To increase transparency, PeerJ operates a system of 'optional signed reviews and history'. This takes two forms: (1) peer reviewers are encouraged, but not required, to provide their names (if they do so, then their profile page records the articles they have reviewed), and (2) authors are given the option of reproducing their entire peer review history alongside their published article (in which case the complete peer review process is provided, including revisions, rebuttal letters and editor decision letters).
I think you have addressed all comments and toned the manuscript down even more. I agree that specifying the names for the conditions might not make things easier and therefore just numbering the conditions is probably the best option.

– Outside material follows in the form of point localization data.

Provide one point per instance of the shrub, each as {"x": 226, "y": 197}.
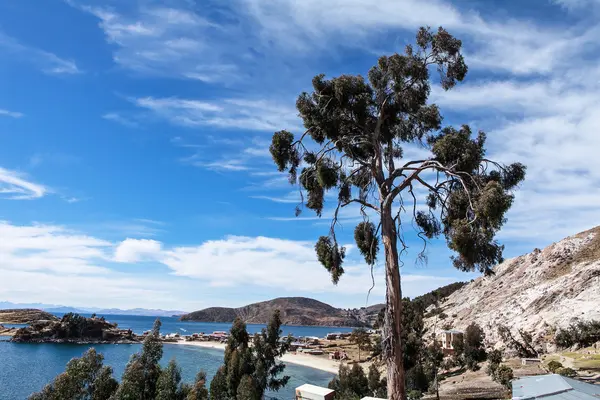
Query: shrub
{"x": 554, "y": 366}
{"x": 504, "y": 376}
{"x": 581, "y": 333}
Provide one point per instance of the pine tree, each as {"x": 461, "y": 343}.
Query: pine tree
{"x": 360, "y": 129}
{"x": 84, "y": 378}
{"x": 143, "y": 369}
{"x": 198, "y": 391}
{"x": 168, "y": 386}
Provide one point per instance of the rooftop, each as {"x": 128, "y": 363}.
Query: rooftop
{"x": 312, "y": 389}
{"x": 554, "y": 387}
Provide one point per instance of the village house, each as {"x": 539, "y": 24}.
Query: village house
{"x": 446, "y": 340}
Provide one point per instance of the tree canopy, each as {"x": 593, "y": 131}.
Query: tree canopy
{"x": 360, "y": 130}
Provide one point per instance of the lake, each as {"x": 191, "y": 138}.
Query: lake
{"x": 26, "y": 368}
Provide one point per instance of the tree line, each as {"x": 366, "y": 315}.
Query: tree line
{"x": 246, "y": 374}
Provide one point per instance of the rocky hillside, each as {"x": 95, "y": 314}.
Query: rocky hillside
{"x": 294, "y": 311}
{"x": 538, "y": 292}
{"x": 25, "y": 316}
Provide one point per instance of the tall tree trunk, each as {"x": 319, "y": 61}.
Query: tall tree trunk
{"x": 392, "y": 342}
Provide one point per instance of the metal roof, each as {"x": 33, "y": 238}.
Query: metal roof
{"x": 554, "y": 387}
{"x": 312, "y": 389}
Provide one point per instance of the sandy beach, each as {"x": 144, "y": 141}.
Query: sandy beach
{"x": 306, "y": 360}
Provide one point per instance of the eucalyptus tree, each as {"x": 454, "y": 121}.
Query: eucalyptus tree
{"x": 360, "y": 129}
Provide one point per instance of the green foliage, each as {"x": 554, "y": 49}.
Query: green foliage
{"x": 361, "y": 338}
{"x": 218, "y": 385}
{"x": 523, "y": 346}
{"x": 331, "y": 256}
{"x": 469, "y": 349}
{"x": 414, "y": 395}
{"x": 247, "y": 389}
{"x": 500, "y": 373}
{"x": 250, "y": 371}
{"x": 377, "y": 348}
{"x": 84, "y": 378}
{"x": 350, "y": 382}
{"x": 268, "y": 348}
{"x": 504, "y": 376}
{"x": 169, "y": 385}
{"x": 474, "y": 351}
{"x": 377, "y": 385}
{"x": 554, "y": 366}
{"x": 143, "y": 369}
{"x": 368, "y": 122}
{"x": 365, "y": 236}
{"x": 568, "y": 372}
{"x": 494, "y": 361}
{"x": 198, "y": 391}
{"x": 360, "y": 128}
{"x": 581, "y": 333}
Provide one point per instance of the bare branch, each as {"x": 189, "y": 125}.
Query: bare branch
{"x": 363, "y": 203}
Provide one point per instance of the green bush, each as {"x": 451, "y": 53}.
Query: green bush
{"x": 568, "y": 372}
{"x": 554, "y": 366}
{"x": 504, "y": 376}
{"x": 582, "y": 333}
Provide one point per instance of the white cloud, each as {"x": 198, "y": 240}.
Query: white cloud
{"x": 120, "y": 119}
{"x": 49, "y": 63}
{"x": 135, "y": 250}
{"x": 577, "y": 4}
{"x": 165, "y": 41}
{"x": 550, "y": 124}
{"x": 15, "y": 186}
{"x": 238, "y": 114}
{"x": 53, "y": 264}
{"x": 12, "y": 114}
{"x": 49, "y": 248}
{"x": 277, "y": 263}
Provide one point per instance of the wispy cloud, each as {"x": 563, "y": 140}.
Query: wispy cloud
{"x": 291, "y": 198}
{"x": 120, "y": 119}
{"x": 12, "y": 114}
{"x": 237, "y": 114}
{"x": 164, "y": 41}
{"x": 47, "y": 62}
{"x": 16, "y": 186}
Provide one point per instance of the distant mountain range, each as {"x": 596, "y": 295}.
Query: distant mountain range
{"x": 53, "y": 308}
{"x": 294, "y": 311}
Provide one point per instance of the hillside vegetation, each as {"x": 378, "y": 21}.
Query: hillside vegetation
{"x": 25, "y": 316}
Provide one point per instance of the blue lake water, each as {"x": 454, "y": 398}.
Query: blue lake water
{"x": 26, "y": 368}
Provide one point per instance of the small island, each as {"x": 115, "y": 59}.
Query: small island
{"x": 74, "y": 328}
{"x": 25, "y": 316}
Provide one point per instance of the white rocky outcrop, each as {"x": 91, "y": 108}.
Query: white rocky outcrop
{"x": 538, "y": 292}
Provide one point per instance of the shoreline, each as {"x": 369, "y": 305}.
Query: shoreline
{"x": 305, "y": 360}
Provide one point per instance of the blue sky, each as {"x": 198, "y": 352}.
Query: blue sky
{"x": 134, "y": 164}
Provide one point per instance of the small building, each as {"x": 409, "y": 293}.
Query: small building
{"x": 530, "y": 361}
{"x": 446, "y": 340}
{"x": 553, "y": 387}
{"x": 296, "y": 345}
{"x": 312, "y": 392}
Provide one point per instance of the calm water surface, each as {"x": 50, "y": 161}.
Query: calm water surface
{"x": 26, "y": 368}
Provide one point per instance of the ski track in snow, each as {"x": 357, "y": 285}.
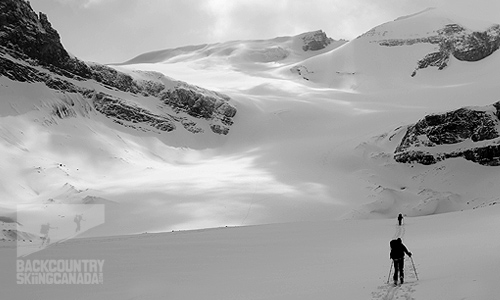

You can see that the reviewer thinks that your manuscript has greatly improved and after reading your revised manuscript I agree. I do, however, still have some few comments, below, which I would like you to address.
1. In the abstract (and also later on) you talk about Perspective taking as a “prerequisite of ToM”. I think the term “prerequisite” is a bit odd in that context and it would be good if you could find a different way of describing the connection of perspective taking and ToM. In some sense ToM is a set of skills one of which is perspective taking, however, having perspective taking skills does not necessarily mean there is evidence for ToM
2. In the abstract (Line 26) add the species name.
3. Line 83: I think it would be good to add a reference for the statement made here.
4. Line 84: saying “with a human model” is a bit of an odd description. Could you say “following the gaze of a human experimenter” instead?
5. In the introduction (line 270 onwards) it would be important to describe some of the control conditions that Hare et al. 2000 conducted in order to rule out alternative explanations but perspective taking.
6. Line 330 onwards: I am not sure this part is entirely clear. What would be a possible ‘behaviour reading explanation” and how was it ruled out. I think the reader would benefit from more information here.
7. Line 342 onwards: your are citing Hare et al. 2000 but then talking about ‘monkeys” so are you actually referring to Hare et al. 2003? Would be good if you could clarify.
8. Line 390 onwards: I think it is great that you now included more information about the species but I think that should appear earlier in the introduction and could still be extended a bit. Why might it be especially interesting to compare the data of a more tolerant species to the data we already have from more despotic species? I think it would be great if you could elaborate on that a bit more.
9. One comment on your Method section: I think for the reader it would be easier if the conditions had names instead of just being numbered e.g. Hidden-Visible condition like in the original Hare et al. studies.
10. Line 536 onwards: this is not entirely clear. What do you mean by “at random per dyad”. Were trials presented in sessions? How were they presented. Could you explain a bit more?
11 Line 613 onwards: whats the exact criterion for excluding trials? Was there a clear definition? This needs a little more explanation. Also, was there reliability coding for the exclusion of trials also? And it seems the reliability coder was not blind to the study right? This should be mentioned somewhere.
12. Overall comment: As you cannot rule out alternative explanations e.g., the subordinate might have reacted on seeing (through the transparent door) the dominant orient towards one piece of food, I think you could tone down your interpretation even more. You are discussing these options but I think you could be even more cautious in your interpretation.
Overall, the manuscript has much improved and most of my concerns have been addressed. I am not entirely satisfied by the answer regarding the random effects, namely that it “has been deeply discussed between the authors, biologists and statistician” and that their “conclusion converged”. The fact remains that the results are based on a very low number of subjects, and I don’t see from their answer how it could be biologically meaningful to remove focal individuals as random effects. Priority should be given to run balanced experiments with sufficient observations in all conditions, rather than relying on GLMM’s to fix incomplete experimental schedules. However, the newly added analysis of the first two trials shows that the results are stable, and I recommend to publish the paper. As a final recommendation, I would suggest to add the alternative strategies suggestive of perspective taking in the abstract because otherwise, many people will miss this important piece of evidence.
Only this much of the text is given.